Manifestation musulmans

La presse a longuement commenté les manifestations « salafistes » qui se sont produites concomitamment en Libye, en Tunisie, en Egypte, en Irak et même au Bangladesh. Pour la plupart, les articles de journaux ou autres reportages TV s’étalaient sous le titre « Vagues d’indignation suite à un pamphlet anti-islam », ou d’autres semblables. Cette approche des événements nous paraît impropre, et ces raisonnements relever, plus encore que de la simplification, du contresens.

En effet, le film « L’innocence des musulmans » n’est pas un « pamphlet anti-islam ». Tout d’abord, personne ne semble avoir vu ce film en entier. Le document de 13 mn qui circule sur internet ne mérite pas le moins du monde le qualificatif de pamphlet, car un pamphlet aurait été bien fabriqué, dans un but précis. Le document en question est tout au plus une farce. Si l’on prend la peine de le visionner, on s’aperçoit avec évidence de son peu de valeur, et du fait qu’on ne l’appelle pamphlet qu’à cause de la réaction qu’il a eue, et non pas par rapport à sa valeur intrinsèque. Sans avoir fait nous-mêmes de recherche, nous sommes certains qu’il existe sur la toile des dizaines, sinon des centaines ou des milliers de documents plus propres à justifier l’indignation des musulmans que ce bout de film miteux et sans intérêt.

Par ailleurs, il n’y a jamais eu de « vagues d’indignation ». Ce que l’on a vu à la TV ne dépasse pas en général le champ des caméras.

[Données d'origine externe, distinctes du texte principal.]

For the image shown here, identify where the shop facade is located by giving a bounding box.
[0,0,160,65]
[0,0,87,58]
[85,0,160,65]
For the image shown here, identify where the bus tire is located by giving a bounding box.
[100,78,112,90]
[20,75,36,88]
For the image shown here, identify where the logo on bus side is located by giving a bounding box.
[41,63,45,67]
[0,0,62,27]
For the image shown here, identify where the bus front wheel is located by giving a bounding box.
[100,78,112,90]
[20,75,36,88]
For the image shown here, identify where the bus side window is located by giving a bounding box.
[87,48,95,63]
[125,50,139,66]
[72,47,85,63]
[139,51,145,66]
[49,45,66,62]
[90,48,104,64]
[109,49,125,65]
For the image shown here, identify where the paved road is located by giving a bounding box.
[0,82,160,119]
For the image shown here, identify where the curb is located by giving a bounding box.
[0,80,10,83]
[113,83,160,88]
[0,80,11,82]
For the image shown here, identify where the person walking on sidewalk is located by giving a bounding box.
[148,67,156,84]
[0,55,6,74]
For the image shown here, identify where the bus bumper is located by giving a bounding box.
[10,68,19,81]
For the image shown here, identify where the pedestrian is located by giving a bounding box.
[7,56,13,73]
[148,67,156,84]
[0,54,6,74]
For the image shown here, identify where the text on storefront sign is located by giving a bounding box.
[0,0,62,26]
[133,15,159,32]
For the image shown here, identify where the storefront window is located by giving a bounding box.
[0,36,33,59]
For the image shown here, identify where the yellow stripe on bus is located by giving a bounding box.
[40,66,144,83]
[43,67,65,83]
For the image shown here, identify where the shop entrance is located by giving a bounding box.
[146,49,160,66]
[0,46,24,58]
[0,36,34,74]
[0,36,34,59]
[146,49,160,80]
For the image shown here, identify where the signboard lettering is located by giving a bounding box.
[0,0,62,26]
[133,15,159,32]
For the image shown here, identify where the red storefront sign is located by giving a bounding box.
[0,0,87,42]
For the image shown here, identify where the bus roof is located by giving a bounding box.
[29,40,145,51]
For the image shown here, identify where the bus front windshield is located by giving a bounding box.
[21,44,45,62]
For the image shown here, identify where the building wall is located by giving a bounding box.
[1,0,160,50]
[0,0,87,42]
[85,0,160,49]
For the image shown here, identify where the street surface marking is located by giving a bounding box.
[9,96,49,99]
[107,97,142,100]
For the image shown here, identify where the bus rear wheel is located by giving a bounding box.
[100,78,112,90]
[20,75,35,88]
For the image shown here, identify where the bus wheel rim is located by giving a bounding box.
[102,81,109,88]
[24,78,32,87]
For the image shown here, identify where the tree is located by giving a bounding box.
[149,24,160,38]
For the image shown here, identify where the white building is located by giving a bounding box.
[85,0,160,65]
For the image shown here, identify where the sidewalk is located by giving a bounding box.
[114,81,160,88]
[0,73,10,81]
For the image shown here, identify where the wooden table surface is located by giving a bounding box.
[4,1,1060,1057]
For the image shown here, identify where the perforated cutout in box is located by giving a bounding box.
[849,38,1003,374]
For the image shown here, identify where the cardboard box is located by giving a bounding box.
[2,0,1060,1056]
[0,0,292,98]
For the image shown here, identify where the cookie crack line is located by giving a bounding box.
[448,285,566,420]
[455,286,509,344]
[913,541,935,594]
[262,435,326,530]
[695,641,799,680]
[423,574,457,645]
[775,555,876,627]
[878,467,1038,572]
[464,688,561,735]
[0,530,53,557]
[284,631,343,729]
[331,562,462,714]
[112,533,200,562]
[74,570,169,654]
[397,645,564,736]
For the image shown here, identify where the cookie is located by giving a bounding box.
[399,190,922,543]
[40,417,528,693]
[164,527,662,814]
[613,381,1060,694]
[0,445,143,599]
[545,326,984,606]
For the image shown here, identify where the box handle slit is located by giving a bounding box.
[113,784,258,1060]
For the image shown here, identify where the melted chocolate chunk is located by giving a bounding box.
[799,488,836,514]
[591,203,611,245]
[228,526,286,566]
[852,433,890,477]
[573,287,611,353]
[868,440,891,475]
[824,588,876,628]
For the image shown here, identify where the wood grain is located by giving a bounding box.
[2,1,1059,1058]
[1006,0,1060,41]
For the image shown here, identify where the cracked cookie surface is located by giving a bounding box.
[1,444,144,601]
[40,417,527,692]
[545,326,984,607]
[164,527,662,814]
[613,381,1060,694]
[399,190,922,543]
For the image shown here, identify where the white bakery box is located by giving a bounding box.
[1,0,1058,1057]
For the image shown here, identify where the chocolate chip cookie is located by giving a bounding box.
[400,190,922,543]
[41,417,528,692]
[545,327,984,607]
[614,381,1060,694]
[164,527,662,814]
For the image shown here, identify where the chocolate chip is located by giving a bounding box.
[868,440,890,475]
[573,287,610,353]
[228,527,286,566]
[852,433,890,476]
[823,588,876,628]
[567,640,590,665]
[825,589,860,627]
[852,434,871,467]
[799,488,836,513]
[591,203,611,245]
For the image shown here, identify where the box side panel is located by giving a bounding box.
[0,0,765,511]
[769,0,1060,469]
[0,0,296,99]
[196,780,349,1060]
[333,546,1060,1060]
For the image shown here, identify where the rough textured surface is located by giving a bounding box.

Si certaines de ces manifestations ont été très violentes, au point d’avoir permis le viol de certaines ambassades américaines et plusieurs morts, elles ne reflètent en aucun cas l’indignation des millions de musulmans du monde, mais tout au plus celle de quelques groupes, ou plutôt, si l’on veut être précis avec les termes, la réaction violente de ces groupes.

Pourquoi est-ce important de relever ces approximations, volontairement choisies, évidemment, pour donner un caractère plus « croustillant » et plus vendeur aux articles ? Parce que si « L’innocence des musulmans » n’est pas un pamphlet, et qu’il n’y a pas eu de « vagues d’indignation », cela veut dire que l’affaire est tout autre. Quelques éléments nous permettent de le comprendre.

Tout d’abord, le fait que le film était sorti environ un an avant les événements. Un an ? Quelle indignation à combustion lente… Ensuite, le fait que les quatre diplomates de Benghazi, premiers sur la liste, ont été attaqués et tués le … 11 Septembre. Tiens, tiens, 11 Septembre, ça ne vous dit rien ? Indignation fort bien ciblée, assurément !  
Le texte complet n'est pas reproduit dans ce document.